« Boza chez nous n’a rien à voir avec la boisson, la boza turque. D’après notre dictionnaire français du Cameroun, c’est un mot nouveau qui dérive de certains dialectes ouest-africains. Il signifierait « victoire ». Lorsqu’après des mois, voire des années, de risques pris sur des chemins tortueux, on foule enfin le sol européen, on crie : Boza ! Victoire ! »
Jean et son ami-frère Simon partent à la recherche de Roger, le frère de Jean. Rêvant de devenir une star du football, il est parti faire boza – s’élançant à pied de Douala, ville à l’ouest du Cameroun, pour rejoindre l’Europe en passant par le Nigéria. Le récit est narré par Jean, enfant modèle, le Choupi de sa mère, homosexuel et promis, selon sa mère, à une brillante carrière intellectuelle.
L’histoire s’ouvre sur une réception donnée pour fêter le tant attendu brevet de Roger et le baccalauréat de Jean. La mort brutale de leur père Claude, dont Roger se sent très proche, survient peu après et provoque le départ de Roger qui n’assistera pas à l’enterrement de son propre père ; il est déjà parti. Quelques jours après les obsèques, commence la longue recherche de Jean et Simon. Bien que le terrorisme sévisse dans la région, les deux jeunes n’y sont pas directement confrontés. Ils n’en ont que la crainte nourrie le plus souvent par la mère et la tante de Jean lors de leurs contacts téléphoniques. La narration est fréquemment ponctuée par des réflexions de Jean : l’éloignement de sa mère, la découverte de son homosexualité, ses peurs, ses doutes et ses ressentis.
Sur l’auteur
Max Lobe, né en 1986 à Douala, habite en Suisse depuis 2004. Il est l’auteur de L’Enfant du miracle (Editions des Sauvages, 2011), 39 rue de Berne (Zoé, 2013) qui a remporté le Prix du Roman des Romands en 2014, La Trinité Bantoue (Zoé, 2014) et Confidences (Zoé, 2016) qui a gagné le prix Ahmadou-Kourouma en 2017.

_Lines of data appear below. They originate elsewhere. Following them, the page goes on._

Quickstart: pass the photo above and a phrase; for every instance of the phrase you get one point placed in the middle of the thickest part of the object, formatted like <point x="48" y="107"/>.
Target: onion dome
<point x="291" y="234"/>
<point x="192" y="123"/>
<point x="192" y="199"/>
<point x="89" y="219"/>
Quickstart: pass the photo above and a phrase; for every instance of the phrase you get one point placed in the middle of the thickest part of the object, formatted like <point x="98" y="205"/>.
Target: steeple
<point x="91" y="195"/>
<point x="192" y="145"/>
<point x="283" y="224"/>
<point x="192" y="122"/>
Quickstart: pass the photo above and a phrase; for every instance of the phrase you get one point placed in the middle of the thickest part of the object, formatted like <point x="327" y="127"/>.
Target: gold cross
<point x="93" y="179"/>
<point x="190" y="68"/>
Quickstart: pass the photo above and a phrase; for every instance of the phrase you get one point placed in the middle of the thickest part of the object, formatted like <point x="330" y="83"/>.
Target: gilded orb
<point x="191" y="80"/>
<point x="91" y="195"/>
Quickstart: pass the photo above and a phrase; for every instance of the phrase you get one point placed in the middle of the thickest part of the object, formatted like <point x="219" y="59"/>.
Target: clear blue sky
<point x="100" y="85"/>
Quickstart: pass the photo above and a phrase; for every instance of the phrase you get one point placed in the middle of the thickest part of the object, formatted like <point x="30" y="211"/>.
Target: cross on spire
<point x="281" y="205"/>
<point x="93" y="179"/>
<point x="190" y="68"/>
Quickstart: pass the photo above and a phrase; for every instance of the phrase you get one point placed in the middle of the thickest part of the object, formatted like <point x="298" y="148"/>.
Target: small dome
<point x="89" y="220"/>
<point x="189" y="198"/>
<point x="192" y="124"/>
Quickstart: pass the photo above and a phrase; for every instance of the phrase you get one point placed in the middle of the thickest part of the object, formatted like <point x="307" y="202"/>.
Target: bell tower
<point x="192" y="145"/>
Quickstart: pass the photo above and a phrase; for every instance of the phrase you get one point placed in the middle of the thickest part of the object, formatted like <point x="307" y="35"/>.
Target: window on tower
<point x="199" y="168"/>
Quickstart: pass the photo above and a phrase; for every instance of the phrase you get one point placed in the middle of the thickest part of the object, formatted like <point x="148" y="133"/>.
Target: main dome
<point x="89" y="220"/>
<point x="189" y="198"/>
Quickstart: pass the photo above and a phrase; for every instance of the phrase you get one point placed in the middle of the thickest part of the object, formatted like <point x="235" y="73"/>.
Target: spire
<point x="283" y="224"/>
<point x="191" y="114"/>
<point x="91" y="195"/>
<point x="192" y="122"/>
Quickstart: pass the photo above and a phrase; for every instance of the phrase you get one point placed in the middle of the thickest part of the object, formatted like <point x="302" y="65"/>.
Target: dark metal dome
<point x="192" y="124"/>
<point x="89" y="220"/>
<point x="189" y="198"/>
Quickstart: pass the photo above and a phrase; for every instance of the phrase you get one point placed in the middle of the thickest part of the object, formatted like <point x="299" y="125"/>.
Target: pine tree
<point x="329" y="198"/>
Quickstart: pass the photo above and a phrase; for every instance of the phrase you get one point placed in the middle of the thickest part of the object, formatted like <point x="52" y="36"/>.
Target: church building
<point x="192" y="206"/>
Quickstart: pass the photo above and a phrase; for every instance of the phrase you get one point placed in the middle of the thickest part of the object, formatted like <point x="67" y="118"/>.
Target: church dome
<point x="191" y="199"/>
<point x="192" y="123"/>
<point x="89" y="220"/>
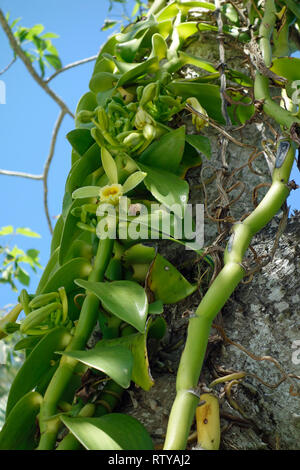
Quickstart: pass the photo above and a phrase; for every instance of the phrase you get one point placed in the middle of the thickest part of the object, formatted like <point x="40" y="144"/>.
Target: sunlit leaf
<point x="27" y="232"/>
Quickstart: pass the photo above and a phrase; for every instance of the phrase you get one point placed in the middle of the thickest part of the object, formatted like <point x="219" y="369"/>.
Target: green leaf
<point x="201" y="143"/>
<point x="166" y="187"/>
<point x="50" y="36"/>
<point x="145" y="68"/>
<point x="114" y="431"/>
<point x="6" y="230"/>
<point x="27" y="232"/>
<point x="35" y="31"/>
<point x="109" y="166"/>
<point x="86" y="191"/>
<point x="207" y="94"/>
<point x="137" y="344"/>
<point x="49" y="270"/>
<point x="167" y="152"/>
<point x="114" y="361"/>
<point x="167" y="282"/>
<point x="133" y="180"/>
<point x="36" y="364"/>
<point x="87" y="102"/>
<point x="66" y="274"/>
<point x="54" y="61"/>
<point x="125" y="299"/>
<point x="22" y="276"/>
<point x="23" y="417"/>
<point x="81" y="140"/>
<point x="188" y="59"/>
<point x="82" y="168"/>
<point x="170" y="11"/>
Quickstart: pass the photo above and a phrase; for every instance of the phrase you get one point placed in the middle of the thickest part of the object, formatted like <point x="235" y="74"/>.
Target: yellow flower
<point x="111" y="193"/>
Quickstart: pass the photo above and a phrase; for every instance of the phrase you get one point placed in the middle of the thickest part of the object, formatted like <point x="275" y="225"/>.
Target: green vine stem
<point x="187" y="397"/>
<point x="110" y="397"/>
<point x="88" y="317"/>
<point x="265" y="31"/>
<point x="270" y="107"/>
<point x="156" y="6"/>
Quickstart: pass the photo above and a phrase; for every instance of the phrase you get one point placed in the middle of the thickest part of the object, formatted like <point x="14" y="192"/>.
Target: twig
<point x="70" y="66"/>
<point x="222" y="64"/>
<point x="48" y="163"/>
<point x="21" y="174"/>
<point x="19" y="52"/>
<point x="9" y="65"/>
<point x="44" y="176"/>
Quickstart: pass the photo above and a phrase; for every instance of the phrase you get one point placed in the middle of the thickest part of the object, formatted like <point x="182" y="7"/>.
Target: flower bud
<point x="149" y="132"/>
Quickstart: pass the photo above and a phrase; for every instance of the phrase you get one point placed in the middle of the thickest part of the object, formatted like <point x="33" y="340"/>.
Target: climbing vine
<point x="129" y="145"/>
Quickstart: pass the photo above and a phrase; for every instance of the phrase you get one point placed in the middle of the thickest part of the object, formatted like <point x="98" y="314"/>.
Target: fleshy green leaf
<point x="103" y="81"/>
<point x="287" y="67"/>
<point x="114" y="431"/>
<point x="109" y="166"/>
<point x="81" y="140"/>
<point x="137" y="344"/>
<point x="125" y="299"/>
<point x="7" y="230"/>
<point x="167" y="282"/>
<point x="166" y="153"/>
<point x="114" y="361"/>
<point x="133" y="180"/>
<point x="207" y="94"/>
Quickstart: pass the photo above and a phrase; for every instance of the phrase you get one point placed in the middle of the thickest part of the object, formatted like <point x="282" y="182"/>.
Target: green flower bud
<point x="142" y="118"/>
<point x="198" y="121"/>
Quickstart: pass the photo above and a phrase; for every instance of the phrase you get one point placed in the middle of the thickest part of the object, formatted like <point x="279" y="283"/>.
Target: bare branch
<point x="48" y="163"/>
<point x="9" y="65"/>
<point x="21" y="174"/>
<point x="19" y="52"/>
<point x="70" y="66"/>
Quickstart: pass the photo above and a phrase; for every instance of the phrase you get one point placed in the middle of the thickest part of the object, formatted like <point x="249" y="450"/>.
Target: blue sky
<point x="27" y="119"/>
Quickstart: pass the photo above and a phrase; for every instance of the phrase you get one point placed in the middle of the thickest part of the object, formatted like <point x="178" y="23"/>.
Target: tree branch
<point x="20" y="53"/>
<point x="21" y="174"/>
<point x="48" y="163"/>
<point x="70" y="66"/>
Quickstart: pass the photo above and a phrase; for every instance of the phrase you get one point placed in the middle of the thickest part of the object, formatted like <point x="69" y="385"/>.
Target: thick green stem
<point x="266" y="30"/>
<point x="192" y="358"/>
<point x="84" y="327"/>
<point x="270" y="107"/>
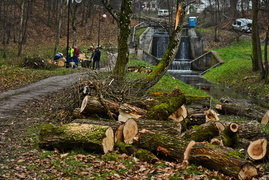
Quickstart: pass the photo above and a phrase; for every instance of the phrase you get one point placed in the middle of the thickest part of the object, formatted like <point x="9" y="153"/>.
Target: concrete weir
<point x="154" y="43"/>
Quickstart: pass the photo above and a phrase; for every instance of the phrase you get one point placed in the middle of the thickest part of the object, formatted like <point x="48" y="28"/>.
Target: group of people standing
<point x="73" y="54"/>
<point x="96" y="55"/>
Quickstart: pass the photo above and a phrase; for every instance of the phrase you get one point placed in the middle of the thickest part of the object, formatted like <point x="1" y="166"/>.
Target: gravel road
<point x="13" y="100"/>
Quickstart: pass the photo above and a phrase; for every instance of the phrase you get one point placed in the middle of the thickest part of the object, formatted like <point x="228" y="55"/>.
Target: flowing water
<point x="181" y="69"/>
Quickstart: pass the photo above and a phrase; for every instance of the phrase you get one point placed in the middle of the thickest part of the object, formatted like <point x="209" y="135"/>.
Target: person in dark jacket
<point x="76" y="55"/>
<point x="58" y="56"/>
<point x="96" y="58"/>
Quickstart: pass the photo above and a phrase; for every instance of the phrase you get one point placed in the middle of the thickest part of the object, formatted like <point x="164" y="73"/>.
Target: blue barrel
<point x="192" y="21"/>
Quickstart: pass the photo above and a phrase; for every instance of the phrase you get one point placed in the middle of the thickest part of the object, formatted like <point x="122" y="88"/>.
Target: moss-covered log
<point x="171" y="127"/>
<point x="204" y="132"/>
<point x="223" y="159"/>
<point x="113" y="124"/>
<point x="168" y="105"/>
<point x="230" y="135"/>
<point x="214" y="157"/>
<point x="141" y="154"/>
<point x="92" y="105"/>
<point x="127" y="111"/>
<point x="89" y="137"/>
<point x="195" y="99"/>
<point x="240" y="108"/>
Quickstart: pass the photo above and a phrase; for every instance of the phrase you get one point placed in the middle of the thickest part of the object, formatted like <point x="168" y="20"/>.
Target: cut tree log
<point x="249" y="129"/>
<point x="205" y="101"/>
<point x="119" y="134"/>
<point x="92" y="105"/>
<point x="127" y="111"/>
<point x="115" y="125"/>
<point x="180" y="114"/>
<point x="174" y="100"/>
<point x="230" y="135"/>
<point x="204" y="132"/>
<point x="211" y="115"/>
<point x="89" y="137"/>
<point x="141" y="154"/>
<point x="247" y="172"/>
<point x="187" y="152"/>
<point x="257" y="149"/>
<point x="171" y="127"/>
<point x="130" y="131"/>
<point x="224" y="159"/>
<point x="240" y="108"/>
<point x="265" y="118"/>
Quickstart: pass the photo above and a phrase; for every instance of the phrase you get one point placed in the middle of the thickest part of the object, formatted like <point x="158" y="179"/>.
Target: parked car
<point x="163" y="13"/>
<point x="243" y="24"/>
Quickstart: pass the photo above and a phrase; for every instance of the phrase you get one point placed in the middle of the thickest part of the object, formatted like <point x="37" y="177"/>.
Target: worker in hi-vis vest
<point x="70" y="54"/>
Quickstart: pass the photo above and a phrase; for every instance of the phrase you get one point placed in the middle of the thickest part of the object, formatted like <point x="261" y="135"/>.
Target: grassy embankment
<point x="236" y="72"/>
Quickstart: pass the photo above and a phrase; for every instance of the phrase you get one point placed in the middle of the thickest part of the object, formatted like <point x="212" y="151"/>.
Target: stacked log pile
<point x="169" y="128"/>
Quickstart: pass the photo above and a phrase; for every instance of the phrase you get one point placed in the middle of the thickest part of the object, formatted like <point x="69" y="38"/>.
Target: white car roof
<point x="244" y="20"/>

Pour écrire ce roman, Max Lobe a lui-même réalisé un voyage du sud au nord du Cameroun. C’est une des raisons pour lesquelles le lecteur a l’impression d’être plongé dans l’univers décrit et de vivre les évènements qui s’y passent.
A travers cette intrigue familiale, Max Lobe dépeint le Cameroun, du sud jusqu’à la frontière avec le Nigéria. Il évoque Boko Haram, présent dans cette région, les différentes religions existant en Afrique, le niveau de vie au Cameroun, la culture du pays et l’homosexualité. Ces thèmes enrichissent la lecture par leur actualité et leur diversité. Grâce à un style vivant et très imagé, l’auteur parvient à plonger le lecteur dans le voyage de Jean et Simon. L’utilisation du français du Cameroun, très oral, facilite l’immersion dans le texte, lui-même rythmé par un vocabulaire parfois très cru :
« Maman s’était sentie trahie. A bout de force, elle avait dit : “Père, pardonne-leur, car ils ne savent pas ce qu’ils font ”Puis elle avait ajouté : “Qu’ils aillent tous en enfer, ces fils de putes ! ” »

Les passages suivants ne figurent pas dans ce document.